Zhu Xiao-Mei (piano)



Mandala- MAN 5085(CD)
Référence: Beethoven: Kovacevich (EMI); Schubert: Uchida (Philips)

rating

Quelle pianiste! Ce n'est pas la première fois que nous remarquons l'immense talent de Zhu Xiao-Mei, y compris dans des œuvres à la discographie très chargée (je pense en particulier aux Variations Goldberg de Bach ou à ses sonates de Scarlatti).

La pianiste, née à Shangaï et installée à Paris depuis 1985, frappe dans tous ses disques par la lucidité de sa vision. Ce n'est pas là une formule vaine ou vide se sens: l'idée de "lucidité" implique une vision du caractère inéluctable de la destinée. Dans une époque où la musique est majoritairement triturée par l'ego de des interprètes, un abord musical "lucide", d'un artiste qui s'expose mais sans prendre le compositeur en otage, est une qualité rare et précieuse, qui frappe au cœur et met les nerfs à vif.

Cette sensation de spirale, ni tragique ni amère comme chez Uchida, mais simplement subie comme quelque chose qui dépasse l'homme et l'artiste, on la ressent puissamment dans les développements des 1er et 2e mouvements de la Sonate D. 960 de Schubert. Il y a chez Zhu Xiao-Mei une intransigeance, une éthique du son. Dans le Scherzo de la D. 960 elle ne cherche ni à séduire, ni à "viennoiser". À peine ce mouvement est-il "con delicatezza": il est là comme un exorcisme vain de quelque chose de trop lourd à porter. De même, le Finale avance (certainement pas "ma non troppo" !) comme une course à l'abîme. C'est cela la force de Zhu Xiao-Mei: ne rien souligner, ne rien suggérer, mais par d'infimes détails (ponctuation de la main gauche dans ce Finale) cadrer tant et si bien les choses que l'auditeur devient prisonnier de son jeu. Et le "défaut" principal du disque, la dureté du piano dans les forte, n'en est pas un si l'on assume qu'il peut faire partie d'une soumission quasi masochiste de l'auditeur à une artiste pour qui rien ne doit être embelli ou arrondi.

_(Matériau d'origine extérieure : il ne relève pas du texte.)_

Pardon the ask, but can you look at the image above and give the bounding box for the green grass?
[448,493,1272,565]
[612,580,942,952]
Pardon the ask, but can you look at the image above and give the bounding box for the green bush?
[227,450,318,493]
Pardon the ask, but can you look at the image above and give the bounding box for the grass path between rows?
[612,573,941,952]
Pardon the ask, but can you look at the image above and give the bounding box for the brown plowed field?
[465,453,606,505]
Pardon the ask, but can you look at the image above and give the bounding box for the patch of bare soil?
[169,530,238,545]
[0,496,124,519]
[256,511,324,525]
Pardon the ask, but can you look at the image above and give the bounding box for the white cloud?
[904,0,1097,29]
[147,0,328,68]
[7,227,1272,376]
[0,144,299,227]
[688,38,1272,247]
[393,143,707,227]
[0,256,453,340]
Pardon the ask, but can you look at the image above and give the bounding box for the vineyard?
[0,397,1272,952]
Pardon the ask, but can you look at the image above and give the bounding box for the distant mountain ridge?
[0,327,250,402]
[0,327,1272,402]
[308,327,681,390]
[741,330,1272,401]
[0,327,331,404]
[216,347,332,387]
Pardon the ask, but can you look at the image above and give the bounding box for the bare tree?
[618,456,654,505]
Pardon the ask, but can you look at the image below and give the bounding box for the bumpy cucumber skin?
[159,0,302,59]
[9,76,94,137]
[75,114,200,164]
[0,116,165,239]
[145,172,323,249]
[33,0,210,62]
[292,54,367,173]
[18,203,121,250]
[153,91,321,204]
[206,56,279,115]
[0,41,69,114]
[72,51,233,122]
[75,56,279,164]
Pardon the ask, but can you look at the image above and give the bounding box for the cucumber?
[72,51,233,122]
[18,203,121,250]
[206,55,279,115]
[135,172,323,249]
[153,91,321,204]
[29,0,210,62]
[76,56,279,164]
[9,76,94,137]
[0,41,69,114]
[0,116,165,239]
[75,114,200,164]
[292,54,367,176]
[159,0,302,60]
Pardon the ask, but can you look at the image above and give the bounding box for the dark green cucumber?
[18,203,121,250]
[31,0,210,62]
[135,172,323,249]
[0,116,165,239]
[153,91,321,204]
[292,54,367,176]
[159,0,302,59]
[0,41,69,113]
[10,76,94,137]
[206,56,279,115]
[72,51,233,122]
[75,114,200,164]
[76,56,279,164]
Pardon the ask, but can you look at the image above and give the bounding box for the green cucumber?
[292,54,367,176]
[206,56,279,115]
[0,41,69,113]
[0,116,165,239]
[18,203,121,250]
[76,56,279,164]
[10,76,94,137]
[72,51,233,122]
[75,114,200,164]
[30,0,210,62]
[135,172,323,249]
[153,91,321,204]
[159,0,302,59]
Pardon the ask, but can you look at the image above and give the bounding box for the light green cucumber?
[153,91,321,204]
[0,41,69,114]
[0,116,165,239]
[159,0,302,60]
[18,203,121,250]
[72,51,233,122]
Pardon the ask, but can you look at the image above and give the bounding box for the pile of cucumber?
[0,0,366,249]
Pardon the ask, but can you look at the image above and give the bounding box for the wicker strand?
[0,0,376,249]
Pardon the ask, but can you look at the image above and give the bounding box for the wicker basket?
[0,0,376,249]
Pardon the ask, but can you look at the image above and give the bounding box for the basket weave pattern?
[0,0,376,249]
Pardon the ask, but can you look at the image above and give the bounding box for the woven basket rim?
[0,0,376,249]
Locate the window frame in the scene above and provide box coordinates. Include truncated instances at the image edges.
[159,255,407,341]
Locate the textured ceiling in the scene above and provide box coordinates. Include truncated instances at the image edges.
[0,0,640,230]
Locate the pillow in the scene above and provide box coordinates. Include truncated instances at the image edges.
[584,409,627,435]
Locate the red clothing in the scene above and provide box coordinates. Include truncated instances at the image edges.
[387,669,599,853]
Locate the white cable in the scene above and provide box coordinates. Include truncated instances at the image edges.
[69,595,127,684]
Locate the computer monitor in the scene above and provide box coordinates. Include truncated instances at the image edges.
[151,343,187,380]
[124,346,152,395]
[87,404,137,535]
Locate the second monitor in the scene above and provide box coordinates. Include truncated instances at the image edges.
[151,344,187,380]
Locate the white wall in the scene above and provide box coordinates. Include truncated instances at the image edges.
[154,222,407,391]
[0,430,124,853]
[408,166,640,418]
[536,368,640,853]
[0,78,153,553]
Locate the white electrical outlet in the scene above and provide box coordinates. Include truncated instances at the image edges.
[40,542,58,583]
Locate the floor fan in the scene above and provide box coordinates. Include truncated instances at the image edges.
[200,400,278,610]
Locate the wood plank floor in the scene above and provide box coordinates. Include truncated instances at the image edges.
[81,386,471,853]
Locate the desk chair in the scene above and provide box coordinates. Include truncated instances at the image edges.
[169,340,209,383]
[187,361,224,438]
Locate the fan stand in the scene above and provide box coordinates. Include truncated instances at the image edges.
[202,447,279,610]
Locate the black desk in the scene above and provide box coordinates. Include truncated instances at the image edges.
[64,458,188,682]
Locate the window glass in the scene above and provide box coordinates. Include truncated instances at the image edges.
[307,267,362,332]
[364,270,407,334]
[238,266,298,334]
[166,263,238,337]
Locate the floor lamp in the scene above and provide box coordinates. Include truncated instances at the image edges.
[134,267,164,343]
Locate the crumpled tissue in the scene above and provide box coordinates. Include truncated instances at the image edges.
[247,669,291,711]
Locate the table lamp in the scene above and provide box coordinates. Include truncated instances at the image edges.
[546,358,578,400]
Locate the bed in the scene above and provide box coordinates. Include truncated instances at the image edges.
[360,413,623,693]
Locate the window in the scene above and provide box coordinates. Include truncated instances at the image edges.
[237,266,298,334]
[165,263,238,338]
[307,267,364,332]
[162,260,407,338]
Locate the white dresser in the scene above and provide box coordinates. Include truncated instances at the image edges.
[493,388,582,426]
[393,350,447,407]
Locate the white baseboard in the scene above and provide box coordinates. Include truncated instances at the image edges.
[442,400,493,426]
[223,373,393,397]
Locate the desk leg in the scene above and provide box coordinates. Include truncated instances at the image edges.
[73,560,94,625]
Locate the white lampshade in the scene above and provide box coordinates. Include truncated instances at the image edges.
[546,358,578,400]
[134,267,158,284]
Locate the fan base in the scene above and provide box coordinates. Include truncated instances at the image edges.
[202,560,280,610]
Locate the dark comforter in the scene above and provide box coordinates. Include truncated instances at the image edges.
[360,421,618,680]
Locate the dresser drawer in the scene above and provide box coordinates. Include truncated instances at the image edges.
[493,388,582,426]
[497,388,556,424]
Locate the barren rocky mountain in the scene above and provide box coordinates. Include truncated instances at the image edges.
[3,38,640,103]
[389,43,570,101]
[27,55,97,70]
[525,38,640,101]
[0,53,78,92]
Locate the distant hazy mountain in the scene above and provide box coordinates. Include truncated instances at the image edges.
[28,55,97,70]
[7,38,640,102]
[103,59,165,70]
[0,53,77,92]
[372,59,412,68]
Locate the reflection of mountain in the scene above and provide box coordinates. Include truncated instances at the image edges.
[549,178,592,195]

Ce disque, qui ne fait rien pour plaire, n'est pas de ceux qu'on écoute en feuilletant un journal... Sur des bases totalement opposées à Uchida, Zhu Xiao-Mei réussit une D.960 aussi forte. Vous vous doutez donc bien que s'en remettre à une telle artiste dans l'Opus 111 n'est pas de tout repos. Là aussi, la prise de son qui n'enrobe rien accentue la puissance d'un premier mouvement tel un rouleau compresseur, sensation qui domine également dans l'Arietta. Pas de répit, de regard en arrière, de mélancolie, de pseudo-simili-jazz, mais un piano unique et juste, implacable témoin de la fuite du temps. On a entendu de cela dans les interprétations de Kovacevich. Zhu Xiao-Mei se situe au niveau des plus grands par l'esprit et par les doigts dans ce disque coup de poing.

Je ne sais rien de la vie de Zhu Xiao-Mei, mais à la fin de l'audition j'ai éprouvé la même sensation qu'après celle de la 9e Symphonie de Mahler par Ancerl: l'impression d'avoir entendu le témoignage de quelqu'un qui savait dans le tréfonds de sa chair de quoi il en retourne. On en reste le souffle coupé.